Upon arrival in the theater of operations, all personnel check in with the US Army Personnel Support Battalion located at the Army Life Support Area (ALSA), Ali Al Salem, Kuwait. From there, each company then heads to its base of operations, either at Camp Arifjan, Kuwait, the Kuwait Naval Base, Camp Patriot, Ali Al Salem, or Camp Beuhring, Camp Virginia; or they stay at ALSA for further training before deploying to Balad, Iraq or Afghanistan. Fly away missions to Jebel Ali, Jordon and the UAE are frequent.

The divisions within the battalions are now split into four sections, Alpha, Bravo, Charlie and Afghan. Divisions are led by the top Petty Officers within each camp and are held to the highest standards.

There have been a total of fifteen (15) Customs Battalions deployed for this mission.

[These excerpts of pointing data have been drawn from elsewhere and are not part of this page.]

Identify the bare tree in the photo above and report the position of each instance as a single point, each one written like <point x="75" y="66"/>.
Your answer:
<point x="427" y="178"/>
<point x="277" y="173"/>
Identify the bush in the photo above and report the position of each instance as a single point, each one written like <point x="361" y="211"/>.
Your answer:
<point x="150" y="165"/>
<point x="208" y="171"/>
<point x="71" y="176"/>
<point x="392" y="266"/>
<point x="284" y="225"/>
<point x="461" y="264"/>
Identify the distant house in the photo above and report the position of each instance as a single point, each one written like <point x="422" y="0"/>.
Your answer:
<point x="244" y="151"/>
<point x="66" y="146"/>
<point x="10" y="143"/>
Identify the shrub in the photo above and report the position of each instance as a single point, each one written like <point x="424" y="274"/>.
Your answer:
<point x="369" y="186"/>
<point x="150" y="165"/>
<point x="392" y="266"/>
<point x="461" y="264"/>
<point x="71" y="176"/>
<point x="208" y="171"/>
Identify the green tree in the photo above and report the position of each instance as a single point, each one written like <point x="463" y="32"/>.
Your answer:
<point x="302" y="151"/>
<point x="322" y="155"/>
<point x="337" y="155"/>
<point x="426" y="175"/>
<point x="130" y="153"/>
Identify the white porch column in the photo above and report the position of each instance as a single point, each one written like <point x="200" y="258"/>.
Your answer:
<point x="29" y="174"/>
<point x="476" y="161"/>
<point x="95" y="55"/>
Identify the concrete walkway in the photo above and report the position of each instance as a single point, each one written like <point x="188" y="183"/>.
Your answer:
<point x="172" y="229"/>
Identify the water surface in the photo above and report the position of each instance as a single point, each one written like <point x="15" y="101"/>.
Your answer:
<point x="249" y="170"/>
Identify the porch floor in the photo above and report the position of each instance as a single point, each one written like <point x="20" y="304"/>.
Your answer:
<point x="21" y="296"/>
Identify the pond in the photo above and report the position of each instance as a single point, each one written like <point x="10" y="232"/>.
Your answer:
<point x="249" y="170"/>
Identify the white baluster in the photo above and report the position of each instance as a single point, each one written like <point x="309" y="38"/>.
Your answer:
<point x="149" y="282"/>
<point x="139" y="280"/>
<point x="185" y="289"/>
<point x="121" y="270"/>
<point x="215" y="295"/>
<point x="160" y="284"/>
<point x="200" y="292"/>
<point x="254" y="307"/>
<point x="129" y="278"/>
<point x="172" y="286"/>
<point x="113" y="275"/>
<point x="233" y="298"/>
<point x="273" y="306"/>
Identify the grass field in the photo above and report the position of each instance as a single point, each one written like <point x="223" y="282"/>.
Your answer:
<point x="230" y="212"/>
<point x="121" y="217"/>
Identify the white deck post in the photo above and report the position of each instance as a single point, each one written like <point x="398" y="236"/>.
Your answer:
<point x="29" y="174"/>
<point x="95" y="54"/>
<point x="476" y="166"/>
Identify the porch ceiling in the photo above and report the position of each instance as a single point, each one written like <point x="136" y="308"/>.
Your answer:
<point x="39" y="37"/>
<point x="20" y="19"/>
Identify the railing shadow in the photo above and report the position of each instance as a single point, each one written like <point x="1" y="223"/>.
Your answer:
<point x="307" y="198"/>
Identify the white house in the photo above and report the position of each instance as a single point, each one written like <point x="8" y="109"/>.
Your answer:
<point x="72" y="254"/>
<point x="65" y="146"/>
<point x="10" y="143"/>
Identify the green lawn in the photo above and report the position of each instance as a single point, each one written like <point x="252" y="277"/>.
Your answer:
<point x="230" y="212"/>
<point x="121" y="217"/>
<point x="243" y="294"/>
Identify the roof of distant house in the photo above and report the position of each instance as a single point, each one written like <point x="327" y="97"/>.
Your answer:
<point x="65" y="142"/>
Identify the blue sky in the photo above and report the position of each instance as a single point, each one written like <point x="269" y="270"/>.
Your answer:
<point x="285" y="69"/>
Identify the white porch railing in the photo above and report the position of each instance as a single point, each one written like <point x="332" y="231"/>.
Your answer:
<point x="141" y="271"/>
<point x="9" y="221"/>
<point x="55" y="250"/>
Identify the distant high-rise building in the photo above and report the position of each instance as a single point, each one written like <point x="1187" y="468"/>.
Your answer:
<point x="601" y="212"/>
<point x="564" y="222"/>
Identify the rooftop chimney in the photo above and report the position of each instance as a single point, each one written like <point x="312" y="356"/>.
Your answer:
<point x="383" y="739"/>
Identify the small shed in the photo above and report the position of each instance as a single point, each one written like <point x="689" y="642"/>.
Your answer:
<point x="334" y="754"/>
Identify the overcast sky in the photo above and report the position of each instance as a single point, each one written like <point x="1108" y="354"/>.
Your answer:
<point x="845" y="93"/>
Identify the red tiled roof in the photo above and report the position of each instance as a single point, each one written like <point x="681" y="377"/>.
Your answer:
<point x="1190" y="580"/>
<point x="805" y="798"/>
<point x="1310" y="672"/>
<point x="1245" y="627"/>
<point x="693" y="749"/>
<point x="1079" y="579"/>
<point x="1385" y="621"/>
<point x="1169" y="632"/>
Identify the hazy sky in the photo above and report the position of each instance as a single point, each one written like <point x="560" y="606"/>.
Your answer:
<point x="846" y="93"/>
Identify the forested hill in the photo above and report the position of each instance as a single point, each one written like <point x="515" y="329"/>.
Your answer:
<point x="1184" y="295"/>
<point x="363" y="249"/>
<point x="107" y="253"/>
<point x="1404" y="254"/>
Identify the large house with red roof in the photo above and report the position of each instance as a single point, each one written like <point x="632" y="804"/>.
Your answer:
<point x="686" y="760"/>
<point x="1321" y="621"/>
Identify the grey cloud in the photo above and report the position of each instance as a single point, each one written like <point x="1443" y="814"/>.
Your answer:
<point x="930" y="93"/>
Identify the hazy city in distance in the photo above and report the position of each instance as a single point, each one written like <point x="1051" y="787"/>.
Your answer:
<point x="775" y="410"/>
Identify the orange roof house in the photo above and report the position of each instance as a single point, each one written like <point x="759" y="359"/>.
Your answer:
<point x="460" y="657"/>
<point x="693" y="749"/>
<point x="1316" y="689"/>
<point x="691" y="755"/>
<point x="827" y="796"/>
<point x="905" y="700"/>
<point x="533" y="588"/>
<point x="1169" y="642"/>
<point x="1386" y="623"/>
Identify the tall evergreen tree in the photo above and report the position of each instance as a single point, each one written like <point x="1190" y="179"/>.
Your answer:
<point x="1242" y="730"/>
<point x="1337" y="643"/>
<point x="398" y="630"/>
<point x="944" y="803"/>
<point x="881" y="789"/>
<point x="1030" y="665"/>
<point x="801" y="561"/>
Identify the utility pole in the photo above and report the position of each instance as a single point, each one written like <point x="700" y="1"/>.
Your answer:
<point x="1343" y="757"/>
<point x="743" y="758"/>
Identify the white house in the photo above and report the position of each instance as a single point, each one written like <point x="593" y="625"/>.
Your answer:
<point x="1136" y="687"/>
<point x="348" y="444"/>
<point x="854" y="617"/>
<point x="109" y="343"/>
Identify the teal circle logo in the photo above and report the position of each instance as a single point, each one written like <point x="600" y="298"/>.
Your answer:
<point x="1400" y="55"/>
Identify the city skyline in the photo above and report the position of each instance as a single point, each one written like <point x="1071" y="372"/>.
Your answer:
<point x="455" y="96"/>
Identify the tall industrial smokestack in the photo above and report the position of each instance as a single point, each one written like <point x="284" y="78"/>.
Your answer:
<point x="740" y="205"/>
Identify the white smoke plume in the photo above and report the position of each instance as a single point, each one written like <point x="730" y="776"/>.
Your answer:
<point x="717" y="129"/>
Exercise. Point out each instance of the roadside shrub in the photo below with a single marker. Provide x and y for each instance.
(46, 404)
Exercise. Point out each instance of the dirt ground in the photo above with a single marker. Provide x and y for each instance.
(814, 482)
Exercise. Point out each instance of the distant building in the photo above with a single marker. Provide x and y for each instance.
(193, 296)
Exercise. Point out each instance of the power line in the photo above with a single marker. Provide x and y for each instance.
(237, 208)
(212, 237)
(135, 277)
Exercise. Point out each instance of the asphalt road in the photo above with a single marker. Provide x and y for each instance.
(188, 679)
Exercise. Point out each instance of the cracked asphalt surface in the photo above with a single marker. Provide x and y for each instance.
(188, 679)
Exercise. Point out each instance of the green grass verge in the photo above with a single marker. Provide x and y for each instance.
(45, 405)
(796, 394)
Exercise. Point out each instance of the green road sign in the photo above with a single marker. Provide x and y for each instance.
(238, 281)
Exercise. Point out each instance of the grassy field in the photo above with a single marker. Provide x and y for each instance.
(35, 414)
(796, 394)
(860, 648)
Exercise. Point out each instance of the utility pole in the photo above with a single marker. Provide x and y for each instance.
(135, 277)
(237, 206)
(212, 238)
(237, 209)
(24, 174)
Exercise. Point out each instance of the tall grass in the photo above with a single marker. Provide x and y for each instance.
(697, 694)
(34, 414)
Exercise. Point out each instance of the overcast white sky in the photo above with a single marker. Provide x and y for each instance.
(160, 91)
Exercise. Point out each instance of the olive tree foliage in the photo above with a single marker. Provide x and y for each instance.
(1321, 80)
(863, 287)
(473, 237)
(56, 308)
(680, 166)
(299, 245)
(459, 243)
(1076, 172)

In order, they are:

Navy Customs Battalion Oscar

Navy Customs Battalion Papa

Navy Customs Battalion Quebec

Navy Customs Battalion Romeo

Navy Customs Battalion Sierra

Navy Customs Battalion Tango

NAVELSG FWD HOTEL

NAVELSG FWD INDIA

NAVELSG FWD JULIET

NAVELSG FWD KILO

NAVELSG FWD LIMA

NAVELSG FWD MIKE

NAVELSG FWD NOVEMBER

NAVELSG FWD OSCAR

NAVELSG FWD PAPA

After the departure of PAPA rotation on 11 October 2013, the customs mission was handed over to the USAF's 387th Air Expeditionary Squadron. After the departure of USAF rotation on 1 April 2014, the customs mission was handed over to the United States Marine Corps USMC 2D Law Enforcement Battalion.